On Sept. 27, at the end of the first day of the centennial celebration of Harvard Law School’s LL.M. program, Professor Gabriella Blum LL.M. ’01 S.J.D. ’03, told the audience that they had spent the day hearing about the many things that unite people who come to the law school. “But inevitably there are some differences in a cohort of 200,” she said. Over the next hour, Blum, vice dean for the Graduate Program and International Legal Studies, and four alumni discussed their own time at the school and how bridging difference affected their thinking and their careers.
Helena Alviar Garcia LL.M. ’97 S.J.D. ’01, a professor at Sciences Po Law School, Paris, said two of the things she learned in doing her LL.M. with people from so many different countries are the power of curiosity and the importance of context. Alviar, a Colombian academic who served as dean and professor at Los Andes Law school in Bogota and has taught all over the world, says there are so many ways to think about law and legal solutions. “Something that may work in one context won’t work in another one, or that, in one context, it’s going to have dark sides or unexpected consequences that you would never think of.”
Malik Āl Dahlan LL.M. ’01, who grew up in Mecca, Saudi Arabia, is a mediator, law professor, and U.N. constitutional expert who works to support international diplomacy, energy transition, and climate finance. He told the audience that Harvard Law School offers its LL.M. students such a diversity of thinking that you arrive in Cambridge, you immerse yourself, “and all of a sudden the internationalist is born.”
Venera Ziegler LL.M. ’00, a partner at the Investment Funds group at DLA Piper, came to the law school from Sofia, Bulgaria. Her perspective was very influenced by the fact that she grew up in a communist state, “behind the Iron Curtain, with very little knowledge about the U.S.” When she started studying law in Sofia, it was the year that the Communist Party fell. She wanted to pursue legal studies, she said, in part because of the way her family had been treated under Bulgaria’s one-party regime. But she knew she eventually wanted to study outside of Bulgaria as well, so she set about teaching herself English and applied to schools in the U.S. and Europe.
She described her initial experience of the openness of other students at Harvard as a huge culture shock. “Growing up in a small country behind the Iron Curtain, you always had to worry who might know what, and it was just too dangerous,” Ziegler said.

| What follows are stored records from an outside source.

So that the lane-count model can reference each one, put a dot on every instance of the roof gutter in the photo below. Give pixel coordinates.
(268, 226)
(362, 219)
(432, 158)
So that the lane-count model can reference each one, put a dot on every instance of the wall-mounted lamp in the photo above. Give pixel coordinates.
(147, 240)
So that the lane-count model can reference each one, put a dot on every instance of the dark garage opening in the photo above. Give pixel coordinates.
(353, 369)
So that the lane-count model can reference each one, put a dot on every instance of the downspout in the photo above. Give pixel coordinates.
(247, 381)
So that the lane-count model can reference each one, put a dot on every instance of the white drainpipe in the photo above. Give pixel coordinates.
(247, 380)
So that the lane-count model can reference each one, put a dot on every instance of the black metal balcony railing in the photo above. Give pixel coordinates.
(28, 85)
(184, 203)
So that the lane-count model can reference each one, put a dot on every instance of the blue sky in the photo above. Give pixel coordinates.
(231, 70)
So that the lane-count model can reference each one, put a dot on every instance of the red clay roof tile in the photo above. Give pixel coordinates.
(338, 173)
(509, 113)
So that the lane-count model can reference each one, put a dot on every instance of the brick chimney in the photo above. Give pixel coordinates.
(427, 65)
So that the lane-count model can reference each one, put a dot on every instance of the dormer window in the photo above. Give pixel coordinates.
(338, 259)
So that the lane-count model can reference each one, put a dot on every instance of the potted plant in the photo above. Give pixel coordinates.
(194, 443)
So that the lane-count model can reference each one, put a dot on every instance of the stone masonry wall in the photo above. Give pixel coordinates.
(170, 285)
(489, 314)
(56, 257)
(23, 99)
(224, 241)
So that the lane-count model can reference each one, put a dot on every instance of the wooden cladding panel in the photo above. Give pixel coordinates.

She said that studying with people, including J.D. students, who expressed their ideas so freely and who debated with professors, had a big impact. Getting to the point where she, too, could speak up in class was an important step.
Yet she also remembers that at first the environment made her question whether she belonged. “But I realized very quickly that a lot of LL.M. students feel that way,” Ziegler said. In the end, her class became so close that they became family. She still has friendships with classmates that she cherishes deeply, and she and they remain involved with the school.
Blum asked other panelists whether they had “a difficult moment when something was lost in translation, a tough moment to get through.”
Capt. Jacob Romelhardt LL.M. ’14, director of the National Security Law Division of the U.S. Navy Office of the Judge Advocate General, recalled that when he came to law school in 2013, drone strikes were one of the topics being discussed. They were also something he had personally advised on. He said he felt people were refreshingly professional in discussing such controversial topics for the most part, but that sometimes there were exceptions.
“Sometimes, I think people were very certain about things they did not have personal experience with,” he said. He remembered one class, when a student “kept calling drone strikes ‘joystick warfare’ or ‘video game warfare,’” Romelhardt said. “I don’t think the student meant any offense by it,” he said, “But it’s hard for me not to take that personally, like, somehow when I’m involved in those targeting decisions, I don’t recognize the gravity and the importance of the decisions that we’re making.”
Alviar said there were many things that were difficult, including, she says, that legal academics at Harvard (and she believes more generally in the U.S.), can be very tough. “You are trying to answer the question, and then the professor comes back at you really strongly. I come from a culture where a professor would not do that,” she added. “I would get home, and I was like, ‘Everybody is sweeping the floor with everybody else.’”
Alviar agreed that in the cohort there was solidarity. But like almost all the panelists, she also talked about experiencing impostor syndrome. “So many of us had this feeling, ‘I’m here but how did I get in?’”
Dahlan said it may be true that most students find themselves at least momentarily doubting how they got in. “But ultimately, they come for a reason. And if you look close enough you will find it. You’ll see the beauty and the brilliance of the people around you.”